A specific kind of loan that helps owners of commercial buildings pay for big upgrades to save energy or water, add renewable power, or improve resilience is seeing huge growth in a lending environment that has been arguably tough.
This month, Nuveen closed a $465 million C-PACE deal for The Geneva, a landmark office-to-residential conversion in Washington, D.C. The transaction represents the largest C-PACE financing in history.
C-PACE, which stands for commercial property assessed clean energy, is a type of financing that differs from a traditional bank loan. It operates at the state level, requiring local leaders to pass enabling legislation. The amount of the loan is added to the property’s tax bill and repaid over a long period (often up to 20 or 30 years). This can make energy-saving projects more affordable, because the payments are spread out, typically at fixed rates, and the upgrades can lower operating costs and increase property value.
Between 2009 and the end of 2024, cumulative C-PACE investment reached nearly $10 billion, according to PACENation, a nonprofit that says it advocates for C-PACE financing.
Growth, however, has really accelerated over the past five years — with C-PACE lending posting double-digit gains — as more states pass policies enacting the program and more owners and lenders adopt the tool for financing projects. Currently 40 states have C-PACE policies with 32 active programs, up from six active programs in 2015.
Nuveen closed $2.1 billion in C-PACE loans across 53 deals in 2025 alone and has originated over $5 billion in total. In September Nuveen closed on its now-second-largest C-PACE transaction to date at $290 million for the Pendry Hotel & Residences in Tampa, Florida. The closing also marked the first C-PACE financed transaction in the city of Tampa.
Nuveen said upgrades financed by its C-PACE lending have saved over 300,000 metric tons of carbon dioxide.
But it’s not all about the environment, and lenders are quick to admit that, especially as political winds shift away from decarbonization.
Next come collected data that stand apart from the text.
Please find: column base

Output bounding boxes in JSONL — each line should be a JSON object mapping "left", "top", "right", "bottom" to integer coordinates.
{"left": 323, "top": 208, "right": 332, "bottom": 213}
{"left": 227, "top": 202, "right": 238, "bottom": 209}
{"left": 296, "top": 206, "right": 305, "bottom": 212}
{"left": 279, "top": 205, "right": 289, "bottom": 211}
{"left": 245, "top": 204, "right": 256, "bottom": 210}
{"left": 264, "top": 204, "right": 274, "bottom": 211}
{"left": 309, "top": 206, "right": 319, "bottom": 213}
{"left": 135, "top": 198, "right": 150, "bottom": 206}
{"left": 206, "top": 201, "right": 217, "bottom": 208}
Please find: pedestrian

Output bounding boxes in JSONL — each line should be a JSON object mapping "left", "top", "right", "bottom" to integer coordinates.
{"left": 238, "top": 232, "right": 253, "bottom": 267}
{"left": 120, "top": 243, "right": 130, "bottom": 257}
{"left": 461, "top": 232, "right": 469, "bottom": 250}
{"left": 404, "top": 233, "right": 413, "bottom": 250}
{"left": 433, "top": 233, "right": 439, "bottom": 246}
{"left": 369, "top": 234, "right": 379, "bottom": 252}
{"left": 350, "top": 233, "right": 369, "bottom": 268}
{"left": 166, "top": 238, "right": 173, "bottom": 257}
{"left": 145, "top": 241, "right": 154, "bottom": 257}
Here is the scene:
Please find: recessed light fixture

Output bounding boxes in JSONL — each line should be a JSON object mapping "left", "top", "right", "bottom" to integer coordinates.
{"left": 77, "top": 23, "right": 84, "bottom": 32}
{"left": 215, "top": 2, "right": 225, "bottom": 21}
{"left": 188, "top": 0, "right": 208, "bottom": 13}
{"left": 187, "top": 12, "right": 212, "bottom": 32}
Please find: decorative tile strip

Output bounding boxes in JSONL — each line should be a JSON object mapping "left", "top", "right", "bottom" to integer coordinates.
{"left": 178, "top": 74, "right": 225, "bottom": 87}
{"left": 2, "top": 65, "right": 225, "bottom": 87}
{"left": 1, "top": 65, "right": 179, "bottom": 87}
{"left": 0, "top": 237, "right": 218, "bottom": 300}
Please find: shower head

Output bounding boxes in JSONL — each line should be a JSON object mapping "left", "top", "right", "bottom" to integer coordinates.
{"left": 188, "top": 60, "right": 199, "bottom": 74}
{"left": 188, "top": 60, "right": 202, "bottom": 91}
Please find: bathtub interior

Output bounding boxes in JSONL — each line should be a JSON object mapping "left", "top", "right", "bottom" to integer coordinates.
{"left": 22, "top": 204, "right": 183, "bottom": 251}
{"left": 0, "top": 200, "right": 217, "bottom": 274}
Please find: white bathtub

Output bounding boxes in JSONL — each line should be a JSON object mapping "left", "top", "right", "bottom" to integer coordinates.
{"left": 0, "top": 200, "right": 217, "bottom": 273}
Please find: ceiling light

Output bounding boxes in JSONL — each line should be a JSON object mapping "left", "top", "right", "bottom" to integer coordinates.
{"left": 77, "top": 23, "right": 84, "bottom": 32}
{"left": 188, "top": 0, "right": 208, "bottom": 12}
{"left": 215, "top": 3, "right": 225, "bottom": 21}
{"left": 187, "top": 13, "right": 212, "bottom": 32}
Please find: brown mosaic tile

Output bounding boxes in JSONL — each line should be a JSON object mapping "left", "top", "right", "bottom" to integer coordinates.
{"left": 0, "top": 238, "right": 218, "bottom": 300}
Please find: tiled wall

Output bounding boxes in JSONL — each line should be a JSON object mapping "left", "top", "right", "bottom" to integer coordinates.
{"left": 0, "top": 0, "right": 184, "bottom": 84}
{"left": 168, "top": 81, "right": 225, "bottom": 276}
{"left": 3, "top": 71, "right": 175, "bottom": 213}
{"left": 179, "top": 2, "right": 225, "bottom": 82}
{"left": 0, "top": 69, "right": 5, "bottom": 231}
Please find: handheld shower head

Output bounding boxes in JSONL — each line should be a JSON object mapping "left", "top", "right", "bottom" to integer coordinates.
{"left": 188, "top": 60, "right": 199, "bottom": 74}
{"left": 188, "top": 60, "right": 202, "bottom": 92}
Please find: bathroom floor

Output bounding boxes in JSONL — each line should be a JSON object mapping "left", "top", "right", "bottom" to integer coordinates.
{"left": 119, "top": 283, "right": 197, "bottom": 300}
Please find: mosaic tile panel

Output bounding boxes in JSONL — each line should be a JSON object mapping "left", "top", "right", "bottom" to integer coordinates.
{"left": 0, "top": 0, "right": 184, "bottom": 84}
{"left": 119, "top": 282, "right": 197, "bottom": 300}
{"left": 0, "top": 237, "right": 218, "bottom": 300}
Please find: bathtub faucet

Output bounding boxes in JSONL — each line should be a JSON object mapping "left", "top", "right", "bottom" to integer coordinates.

“The underlying need of making properties more resilient, more efficient to operate, really doesn’t go away,” said Alexandra Cooley, CEO and CIO of Nuveen Green Capital, an affiliate of Nuveen. “Actually, the vast majority of the projects that we see — the last I checked it was 97% — are some combination of either energy efficiency, which is cutting costs of operating the property, or climate resiliency. So a very small percentage is actually renewable energy.”
It is the mechanism, really, that is increasingly attractive to lenders in a higher-for-longer interest rate environment, in which economic policy uncertainty has hit traditional CRE bank lending hard. For institutional clients that want long-term, fixed-rate exposure, it’s appealing because C-PACE loans are secured by a senior tax assessment on a piece of real property.
“Our borrower is really the property itself, not necessarily the owner of that property at any given moment. So, it’s safer, and it enables our investors, who are long-term investors, to have that duration,” Cooley explained.
Another major player in the space, Peachtree, closed its largest C-PACE deal, a $176.5 million loan for the Rio Hotel & Casino in Las Vegas, Nevada, for renovations that were actually completed in 2024. The loan was structured to finance these renovations retroactively, so the owners could reduce their senior loan obligations, another benefit of the C-PACE product.
“They can be utilized as a rescue capital mechanism, where you just recently opened a new development project, a new development hotel property, a multifamily property, any type of commercial real estate property, and you could technically do a retroactive C-PACE loan to help recapitalize that project and help pay down the bank or the lender that financed the project,” explained Greg Friedman, CEO of Peachtree Group.
Friedman said he sees C-PACE as an economic development tool at a time when “capital markets for commercial real estate have been broken.”
“Banks make up 50% of the commercial real estate lending market. Banks tend to be the lender of choice for new construction, new development projects, and they’re just not lending at the same level,” he said.
C-PACE is very profitable for Peachtree as a business, Friedman said, because the company can aggregate and securitize the loans.
“We have a lot of insurance companies that will invest into these securitizations,” he added.
While C-PACE lenders are less focused on the “green” aspects of the loan, they are still drawn in by the “resilience.”
C-PACE loans can be made in order to fund energy efficient upgrades, which saves money overall and makes the building more valuable, but they can also be done for upgrades to the building’s resilience. That includes against flood, fire and even earthquakes. That is also appealing to investors as climate disasters become ever more extreme.
Cooley said she sees three things driving expansion in the space: More states adopting C-PACE programs, market education and awareness, and investor interest.
“As institutional investors have come in, the cost of capital and the structure of C-PACE has become a lot more compelling for the commercial real estate industry,” she said.